Son likes to bass fish and that's fine with me. Almost stopped in Camden for crickets but decided to just pick up a few popping bugs in monroeville instead. Bright and early sat morning we Headed up river to a lake I had only seen on Google. Found an entrance just wide enough to squeeze thru with a little help from the paddle. Thankful to get onto the deck and get wet lab outta my face. This was a beautiful lake and we managed about 6 bass and one super aggressive crappie that nailed my snagless Sally. Decided to try the popping bugs and found what I think was a bedding area - wished I had those crickets! Caught a few nice ones on popping bugs and then back to the cabin for a fried fish lunch and a nap. Looked a little rainy so we decided to search for shed antlers in the afternoon - lost dog twice - found one small shed and picked up 6 ticks - 2 found after dark - attached! 
Fished down river this morning journeying over 6 miles to lakes just upstream from famous "g"s bend that I had only heard of.

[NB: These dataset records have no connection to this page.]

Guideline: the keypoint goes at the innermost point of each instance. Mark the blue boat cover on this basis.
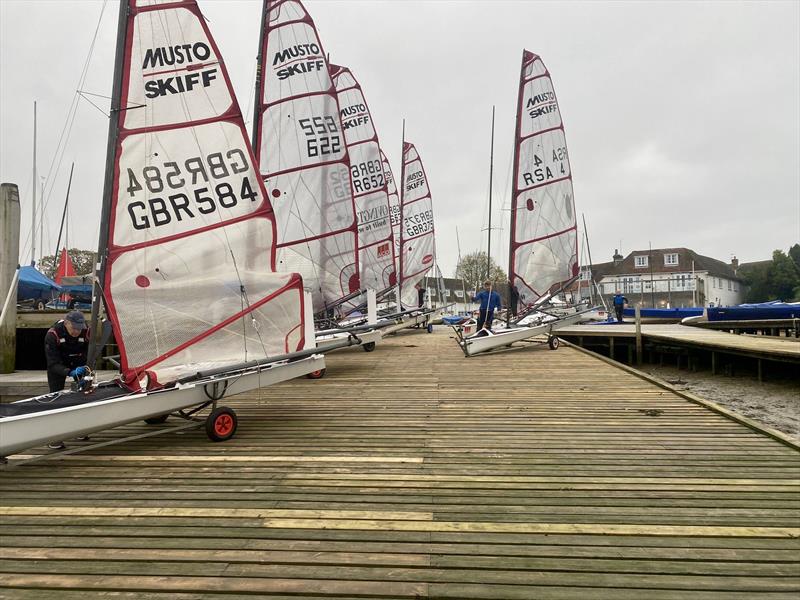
(33, 285)
(665, 313)
(755, 312)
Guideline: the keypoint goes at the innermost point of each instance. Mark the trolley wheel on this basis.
(157, 420)
(221, 424)
(318, 374)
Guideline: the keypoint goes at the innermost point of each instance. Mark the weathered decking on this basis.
(772, 348)
(411, 472)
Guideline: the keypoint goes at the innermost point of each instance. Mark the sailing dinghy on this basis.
(543, 250)
(417, 244)
(187, 247)
(303, 158)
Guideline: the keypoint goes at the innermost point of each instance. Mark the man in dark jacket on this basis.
(66, 346)
(619, 304)
(490, 300)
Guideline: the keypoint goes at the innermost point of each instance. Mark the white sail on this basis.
(544, 241)
(394, 207)
(189, 282)
(417, 244)
(368, 182)
(303, 157)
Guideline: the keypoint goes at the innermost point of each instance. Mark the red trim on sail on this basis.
(273, 7)
(294, 283)
(231, 115)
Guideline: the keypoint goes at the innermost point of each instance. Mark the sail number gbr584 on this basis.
(196, 186)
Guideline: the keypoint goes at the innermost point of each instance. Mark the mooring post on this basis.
(9, 262)
(638, 313)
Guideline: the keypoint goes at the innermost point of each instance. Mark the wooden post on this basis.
(638, 313)
(9, 262)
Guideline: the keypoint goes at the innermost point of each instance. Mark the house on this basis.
(666, 278)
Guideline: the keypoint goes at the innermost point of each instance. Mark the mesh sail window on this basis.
(394, 208)
(302, 155)
(375, 246)
(417, 246)
(544, 240)
(190, 281)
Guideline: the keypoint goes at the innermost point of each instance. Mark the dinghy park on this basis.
(259, 384)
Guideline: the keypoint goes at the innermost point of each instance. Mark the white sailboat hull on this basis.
(505, 337)
(406, 321)
(29, 430)
(372, 336)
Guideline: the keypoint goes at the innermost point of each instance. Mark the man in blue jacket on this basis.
(619, 304)
(490, 301)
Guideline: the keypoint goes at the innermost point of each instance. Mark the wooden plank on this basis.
(405, 474)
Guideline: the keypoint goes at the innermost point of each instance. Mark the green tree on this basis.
(783, 277)
(472, 269)
(82, 260)
(777, 280)
(794, 253)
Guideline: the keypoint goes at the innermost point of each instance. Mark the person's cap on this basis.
(76, 318)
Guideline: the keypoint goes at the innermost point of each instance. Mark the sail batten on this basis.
(300, 146)
(543, 243)
(189, 280)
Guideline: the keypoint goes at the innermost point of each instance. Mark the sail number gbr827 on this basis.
(195, 186)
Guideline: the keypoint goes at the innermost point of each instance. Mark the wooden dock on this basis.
(412, 472)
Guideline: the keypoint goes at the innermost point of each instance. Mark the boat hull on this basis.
(29, 430)
(372, 336)
(505, 337)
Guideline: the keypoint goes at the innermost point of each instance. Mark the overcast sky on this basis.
(681, 118)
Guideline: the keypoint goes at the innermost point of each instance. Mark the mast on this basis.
(491, 168)
(33, 203)
(63, 217)
(108, 184)
(41, 221)
(256, 130)
(402, 185)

Rum creek, "G"s lake, and Bouge Chitto. Rum creek was a big disappointment as it is completely blocked by a 3 mile mat of hyacinth. Chitto was not as I expected either looking more like a Garçon point bayou. Lots of grass and very shallow. It's a big lake and we didn't see much of it. Its famous for its crappie fishing but I doubt I'll ever go that far again. Caught several decent bass in the river - releasing all. Got to one spot and began to gag on rotten fish smell only to realize it was a rotten gator minus the head and tail. Not sure how he met his demise but he was getting some revenge back on mankind cause he stunk the whole river up!! 
We had a great time, enjoy the pics!, oh and no I am not long arming that bass - he was huge!!!


----------



## JoeyWelch (Sep 25, 2009)

Very Nice. Did you wake the gator or let him finish his nap?


----------



## GROUPERKING (Sep 28, 2011)

Nice ! Looks like about a 9 or 10 pounder to me. Dang all them ticks !


----------



## Jason (Oct 2, 2007)

Glad you got out w/ your son and caught dinner....you go home w/ em, throw em on the table, and tell momma to clean and cook em??? hahaha Way ta go brother!


----------



## jack2 (Mar 19, 2010)

you were almost in selma. next time you're up this way, give me a shout.
i'd love to go crappie fishing with y'all. g's bend is the crappie capital of alabama.

jack


----------



## Bodupp (Oct 3, 2007)

Looks like yall had a blast and got some good eats.

Who won the farting contest?


----------



## jcoss15 (Oct 11, 2010)

Nice! Looks like a great trip.


----------



## BuckWild (Oct 2, 2007)

I thought everyone knew that when you poached gators, that you cut his gut open so the carcass sunk. Dummies


----------